- Born: Virginia Vann

= Virginia Papaioannou =

Developmental biologist

Virginia E. Papaioannou (born 1946) is a developmental biologist, recognized for her work on mammalian genetics. She is a Special Lecturer and Professor Emerita in the Department of Genetics and Development at Columbia University Irving Medical Center.

==Education and career==
Papaioannou grew up in Ukiah, California. She earned her B.S. in Biological Sciences from the University of California, Davis in 1968 and her Ph.D. in Genetics from Cambridge University in 1972.

== Research ==
Throughout her career, she has focused on the genetic control of early mammalian development, from the first cleavage of the fertilized zygote through implantation, gastrulation, and early organogenesis. Papaioannou has extensively studied the T-box gene family, which plays a crucial role in mesoderm formation and organogenesis. Her research led to significant insights into developmental birth defects, producing mouse models for human syndromes such as DiGeorge syndrome (TBX1) and ulnar mammary syndrome (TBX3). Her work has been important for understanding how these genes control cell fate and tissue specification during early development.

== Personal life==
She is married to Sir Simon Schama, an English historian and television presenter; they have two children. In 2014, Schama was living in Briarcliff Manor, New York.
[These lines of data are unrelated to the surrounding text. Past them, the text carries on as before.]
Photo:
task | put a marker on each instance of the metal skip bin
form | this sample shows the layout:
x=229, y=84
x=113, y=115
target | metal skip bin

== Selected publications ==
- Papaioannou, V. E. (1975). "Fate of teratocarcinoma cells injected into early mouse embryos"
- Mombaerts, Peter (1992). "RAG-1-deficient mice have no mature B and T lymphocytes"
- Papaioannou, Virginia E. (1998). "The T-box gene family"
- Jerome, Loydie A. (2001). "DiGeorge syndrome phenotype in mice mutant for the T-box gene, Tbx1"

== Honors and awards ==
Her contributions have been recognized with several honors, including the NIH MERIT award and the Dean's Distinguished Lecture in the Basic Sciences at Columbia University.